8/30/21

Michèle Métail - The genre of poems that may be read both forward and backward, producing different creations was known as the "flight of wild geese." Su Hui, in the 4th Century, embroidered a silk for her distant husband using a grid of 840 characters that created perhaps 12,000 ways to read this poem


Michèle Métail, Wild Geese Returning, Trans.

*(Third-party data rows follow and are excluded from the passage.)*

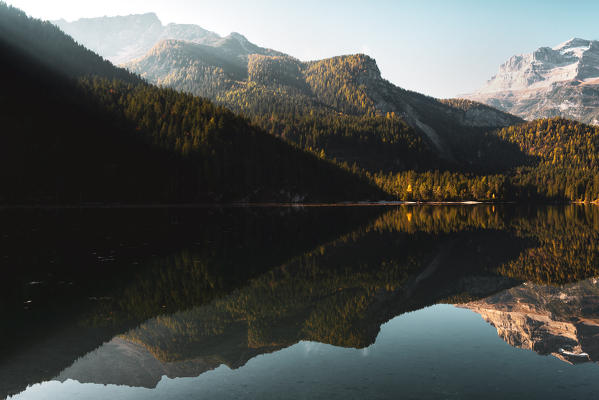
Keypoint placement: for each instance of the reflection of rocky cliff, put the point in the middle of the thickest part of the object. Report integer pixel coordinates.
(561, 321)
(251, 286)
(339, 294)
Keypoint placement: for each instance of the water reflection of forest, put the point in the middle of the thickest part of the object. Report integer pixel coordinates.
(236, 295)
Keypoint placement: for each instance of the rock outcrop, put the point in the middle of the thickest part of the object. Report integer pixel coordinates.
(561, 321)
(560, 81)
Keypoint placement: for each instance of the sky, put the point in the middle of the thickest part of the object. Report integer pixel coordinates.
(442, 48)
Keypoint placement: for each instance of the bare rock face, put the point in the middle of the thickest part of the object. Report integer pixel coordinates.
(561, 321)
(560, 81)
(124, 38)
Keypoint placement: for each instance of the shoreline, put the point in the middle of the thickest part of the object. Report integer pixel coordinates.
(282, 204)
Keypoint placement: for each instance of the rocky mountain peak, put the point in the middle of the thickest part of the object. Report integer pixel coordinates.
(551, 81)
(573, 43)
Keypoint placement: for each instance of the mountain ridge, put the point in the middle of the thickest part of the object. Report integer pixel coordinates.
(551, 81)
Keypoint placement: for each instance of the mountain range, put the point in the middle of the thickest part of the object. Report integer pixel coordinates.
(204, 118)
(560, 81)
(256, 81)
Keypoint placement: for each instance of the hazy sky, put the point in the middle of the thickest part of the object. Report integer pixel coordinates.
(438, 47)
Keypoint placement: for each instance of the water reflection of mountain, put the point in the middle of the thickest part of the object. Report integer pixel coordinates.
(339, 293)
(559, 320)
(231, 300)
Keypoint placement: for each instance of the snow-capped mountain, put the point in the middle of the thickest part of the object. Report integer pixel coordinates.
(558, 81)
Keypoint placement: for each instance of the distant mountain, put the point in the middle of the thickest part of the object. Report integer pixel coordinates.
(124, 38)
(347, 96)
(260, 85)
(561, 321)
(77, 129)
(560, 81)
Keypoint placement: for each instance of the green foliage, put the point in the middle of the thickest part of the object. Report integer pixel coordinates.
(107, 139)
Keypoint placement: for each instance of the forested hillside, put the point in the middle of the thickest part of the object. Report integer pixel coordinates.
(77, 129)
(347, 96)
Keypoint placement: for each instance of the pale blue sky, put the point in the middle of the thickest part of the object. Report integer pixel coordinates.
(441, 48)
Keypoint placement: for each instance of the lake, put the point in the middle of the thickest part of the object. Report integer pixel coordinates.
(270, 302)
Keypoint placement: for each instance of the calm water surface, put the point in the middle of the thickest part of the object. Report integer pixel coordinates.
(415, 302)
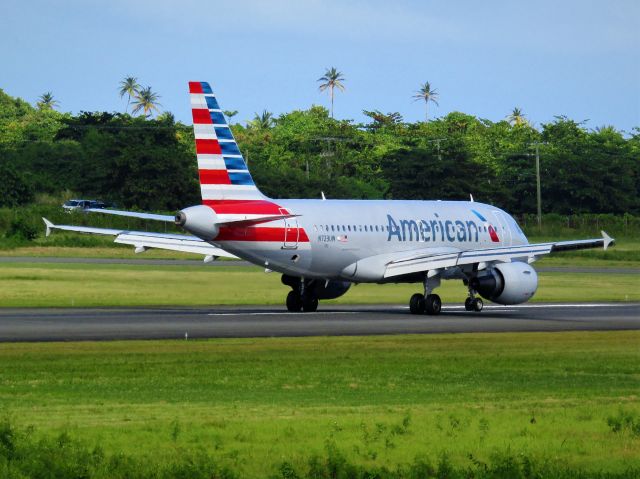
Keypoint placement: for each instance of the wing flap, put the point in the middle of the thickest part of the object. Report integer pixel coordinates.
(530, 252)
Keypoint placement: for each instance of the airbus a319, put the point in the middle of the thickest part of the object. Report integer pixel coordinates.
(321, 247)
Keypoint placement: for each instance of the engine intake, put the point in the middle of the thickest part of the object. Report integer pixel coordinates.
(507, 283)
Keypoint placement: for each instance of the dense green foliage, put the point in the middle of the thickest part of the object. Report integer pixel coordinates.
(149, 163)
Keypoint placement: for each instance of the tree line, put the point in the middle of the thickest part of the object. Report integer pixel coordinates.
(149, 163)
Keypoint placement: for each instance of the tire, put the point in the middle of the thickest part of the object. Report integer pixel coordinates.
(468, 304)
(294, 302)
(309, 305)
(433, 304)
(416, 304)
(478, 305)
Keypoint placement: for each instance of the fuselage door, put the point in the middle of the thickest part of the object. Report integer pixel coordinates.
(291, 231)
(504, 231)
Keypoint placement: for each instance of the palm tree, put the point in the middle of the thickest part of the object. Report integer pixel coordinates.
(47, 102)
(332, 79)
(130, 87)
(264, 121)
(147, 101)
(517, 118)
(427, 94)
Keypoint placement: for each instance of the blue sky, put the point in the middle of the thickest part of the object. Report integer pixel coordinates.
(577, 58)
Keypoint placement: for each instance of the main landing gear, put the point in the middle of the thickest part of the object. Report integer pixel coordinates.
(302, 295)
(432, 304)
(420, 304)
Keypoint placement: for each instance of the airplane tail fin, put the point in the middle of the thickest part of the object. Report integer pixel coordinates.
(224, 176)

by Jody Gladding, NYRB Classics, 2017.




For nearly two thousand years, the condensed language of classical Chinese has offered the possibility of writing poems that may be read both forward and backward, producing entirely different creations. The genre was known as the "flight of wild geese," and the poems were often symbolically or literally sent to a distant lover, in the hope that he or she, like the migrating birds, would return. Its greatest practitioner, and the focus of this critical anthology, is Su Hui, a woman who, in the fourth century, embroidered a silk for her distant husband consisting of a grid of 840 characters. No one has ever fully explored all of its possibilities, but it is estimated that the poem-and the poems within the poem-may be read as many as twelve thousand ways. Su Hui herself said, "As it lingers aimlessly, twisting and turning, it takes on a pattern of its own. No one but my beloved can be sure of comprehending it." With examples ranging from the third to the nineteenth centuries, Michele Metail brings the scholarship of a Sinologist and the playfulness of an avant-gardist to this unique collection of perhaps the most ancient of experimental poems. It is, as she writes, "a singular adventure at the edge of meaning, of language, and of writing."